[Reducto]

The last post got deleted, I assume, because i listed the question and did not post the answers I got. So hopefully you guys can help me check my answers this time.

The Question was:

a) How many formula units are contained in 154.3g of K2CrO4 (Potassium Chromate)

b) How many potassium Ions ?

c) How many CrO4 Ions?

d) how many atoms of all kinds?

Here are the answers I got:

a) 154.3g / 194.3g/mole= .7945 mol  x  6.022x10^23=4.785x10^23 formula units

                    4.785 x 10^23 formula units

b) 154.3g / 78.2 g/mol= 1.97 mol x 6.022x10^23= 1.186x10^24 x 2 Potassium atoms= 2.37x10^24 K Ions

                     2.37 x 10^24 K Ions.

c)  154.3g / 116 g/mo; = 1.33 mol x 6.022x10^23= 8.01x10^23 x 5 Atoms in CrO4= 4.005 x 10^24 CrO4 Ions

                     4.005 x 10^24 CrO4 Ions.

d)  4.785x10^23 x 7 Atoms= 3.3495 x 10^24 Atoms

                     3.3495 x 10^24 Atoms (Im unsure about this one)
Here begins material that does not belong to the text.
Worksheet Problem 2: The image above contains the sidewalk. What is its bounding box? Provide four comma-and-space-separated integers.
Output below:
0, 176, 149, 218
I want to make sure my methods are correct. Please tell me if I have verbage and units correct as well. Thanks.

[Borek]

a is OK. This answer should be your starting point for all others questions.

b and c are awfully wrong, but d is OK.

You should do b and c the same way you did d.

Thnk about it this way: in a you calculated how many 'particles' fo potassium chromate you have. Every particle contains two K⁺ ions, thus answer to b is 2*a.